2. It's pretty pointless to talk about the achievement of one group without comparing it to your control group. Do you think 10% of the general public is tenured at a top-50 university or a CEO of a Fortune 500 company? What about 10% of the creatives the article lauds? You know, without seatbelts there's only around 25 deaths per billion vehicle miles in the US. Nevermind that seatbelts cut that rate in half. . .
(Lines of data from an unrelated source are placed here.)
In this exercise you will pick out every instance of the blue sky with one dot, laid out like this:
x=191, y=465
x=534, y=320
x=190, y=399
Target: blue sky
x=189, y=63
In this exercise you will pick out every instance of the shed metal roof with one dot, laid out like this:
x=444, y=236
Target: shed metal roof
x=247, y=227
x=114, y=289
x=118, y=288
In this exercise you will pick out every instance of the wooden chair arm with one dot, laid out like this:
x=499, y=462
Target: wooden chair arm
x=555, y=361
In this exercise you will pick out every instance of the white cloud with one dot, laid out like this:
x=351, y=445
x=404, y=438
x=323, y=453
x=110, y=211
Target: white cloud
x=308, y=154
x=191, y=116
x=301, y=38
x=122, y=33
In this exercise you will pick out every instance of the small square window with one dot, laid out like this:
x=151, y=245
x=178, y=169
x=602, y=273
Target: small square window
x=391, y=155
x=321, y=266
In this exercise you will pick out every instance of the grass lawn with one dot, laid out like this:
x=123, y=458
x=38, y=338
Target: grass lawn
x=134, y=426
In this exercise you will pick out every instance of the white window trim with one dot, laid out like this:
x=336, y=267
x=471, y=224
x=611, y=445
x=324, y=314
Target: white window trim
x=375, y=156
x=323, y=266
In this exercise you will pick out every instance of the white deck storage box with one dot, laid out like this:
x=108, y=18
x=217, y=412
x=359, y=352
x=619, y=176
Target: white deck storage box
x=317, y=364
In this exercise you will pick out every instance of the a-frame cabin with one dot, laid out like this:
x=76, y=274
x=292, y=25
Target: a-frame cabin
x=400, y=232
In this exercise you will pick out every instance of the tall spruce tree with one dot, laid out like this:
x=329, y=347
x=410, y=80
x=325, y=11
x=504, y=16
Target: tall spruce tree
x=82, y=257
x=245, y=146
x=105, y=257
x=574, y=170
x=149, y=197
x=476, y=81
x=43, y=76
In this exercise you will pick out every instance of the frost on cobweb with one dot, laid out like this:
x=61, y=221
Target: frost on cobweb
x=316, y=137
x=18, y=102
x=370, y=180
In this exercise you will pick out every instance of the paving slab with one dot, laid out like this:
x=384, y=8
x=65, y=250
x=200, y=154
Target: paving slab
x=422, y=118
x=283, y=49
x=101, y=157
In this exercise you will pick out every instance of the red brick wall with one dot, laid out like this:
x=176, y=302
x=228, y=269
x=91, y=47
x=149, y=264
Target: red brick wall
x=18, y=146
I interpreted the parent comment's "Really now?" as being more like "No duh!" In other words, pointing out that, within some fairly large group of people, only a very small percentage end up being "game changing professionals" is pretty obvious. The author's whole line of argument is pretty absurd - if you find a group where "only" 8 out of 2000 people become Nobel Prize winners (nearly half a percent!), where only 870 people ever have won the Nobel Prize, it means that group is leaps and bounds above just about everyone else in doing whatever makes Nobel Prize winners.
Are you joking? Jeff Dean fails by your metric of "game changing", and so do almost everyone at Google, Amazon, Facebook, and Apple, except for the 6 people at the top of the hierarchy. You think Larry and Sergey ar slept responsible for Google's game changing inventions?
10% is a shit load.
All I see here are your opinions, while the article has numerous citations and data to back up its claims.

The reason why the article is interesting is because it goes against the common wisdom "you need to know the rules to break em", and backs its claim up with peer-reviewed science. And while you may find the findings unpalatable, isn't this how progress is made?

The main data the author cites is a 32-year-old pop psychology book where n=120. The rest is expert opinion. He also avoids making a case for why trying raising a child who is merely hyper-competent is less desirable goal than creating one who remakes a field of inquiry. After all, why would you want your child to become a run-of-the-mill Oncologist if they're not also going to win a Nobel Prize.

For all the author's dressing up a horrid argument with strained "statistics," he misses a key fact. True breakthroughs in most fields come around rarely, in time frames usually measured in decades. In the meantime, the market for high-end practitioners is evergreen.

For every Mozart, there are thousands of musicians to play in world-class orchestras. For every Jonas Salk, there are hundreds of thousands of doctors. On a risk-adjusted scale, shooting for competent if slightly less creative seems like a much wiser bet.